I was called into the room. The room is very large and in the middle is a couch/table. You lie on this with your bottom half exposed save a piece of blue paper towel. The staff then line up the machine with your tattoo dots and also draw all over you too! The machine is called a Linear accelearator and as you lie on the couch it moves around you. In the case of pelvic radiotherapy it began on my left side, moved above me to do my tummy, round to the right and then underneath. The whole process doesn't take long (about 15 to 20 minutes) and there is a flat screen tv showing you images of cute animals and ocean scenes lol.
By now I was absolutely knackered and was glad to get home. By now I felt very sick and very strange. I was restless and had very bad muscle tension. My colour was a healthy grey colour too.

The following day I went for my next session of radiotherapy and felt absolutely awful. By the Wednesday I couldn't take anymore. I was sure it was the chemo making me feel so awful so I told my Dr at my mid week checkup that I wasn't having it anymore! He agreed to reduce the amount by a few units. By Sunday I began to feel normal again, ready for the next dose the following day.
The chemo nurses asked me how I was so I told them. The Sister said "Oh that'll be the Metoclopromide (anti sickness drug) making you feel awful, we will get that changed". She got a different drug prescribed and she was right. I still felt terrible, but the restlessness and muscle tension had gone!
The next nasty symptom appeared in the 2nd week. Every Friday night until Sunday morning I had chronic diarrhoea to the point that at some points I couldn't leave the loo it was so bad. We only had one loo too so poor Dylan & Glen had to hang on!

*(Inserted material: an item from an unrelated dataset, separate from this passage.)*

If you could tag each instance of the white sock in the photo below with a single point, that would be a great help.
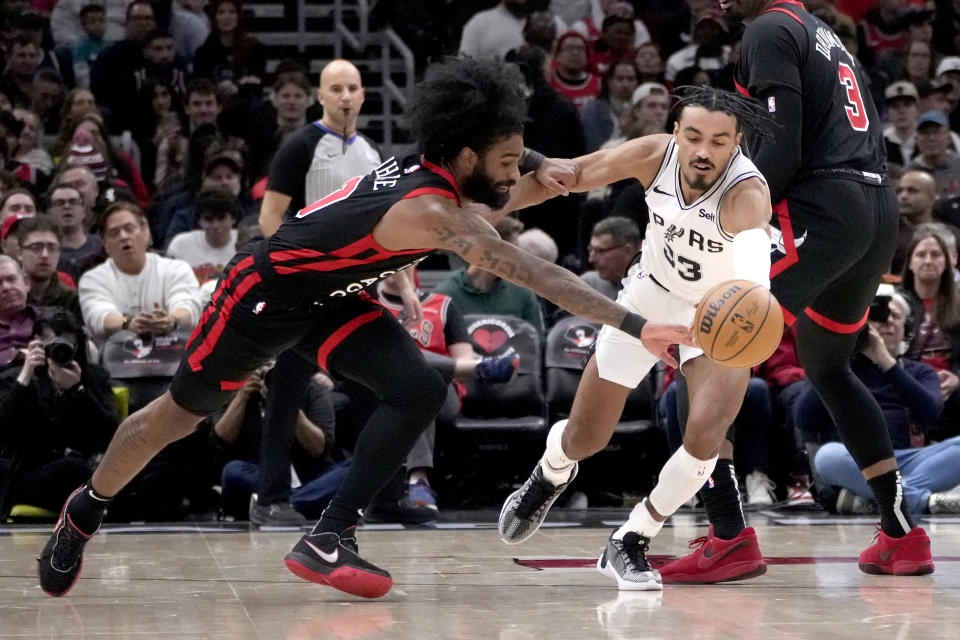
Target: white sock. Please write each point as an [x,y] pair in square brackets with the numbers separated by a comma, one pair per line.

I have never felt so ill. I could not understand how other people having chemo everyday coped. I spent most of my time in bed. I could hardly speak as I felt so sick all the time. I was marking off the days until the end of my treatment and the end couldn't come quick enough.

Eventually after 5 weeks, 15 dvd's, 5 hospital lunches and about 25 toilet rolls it finished.

I NEVER want to go through that again!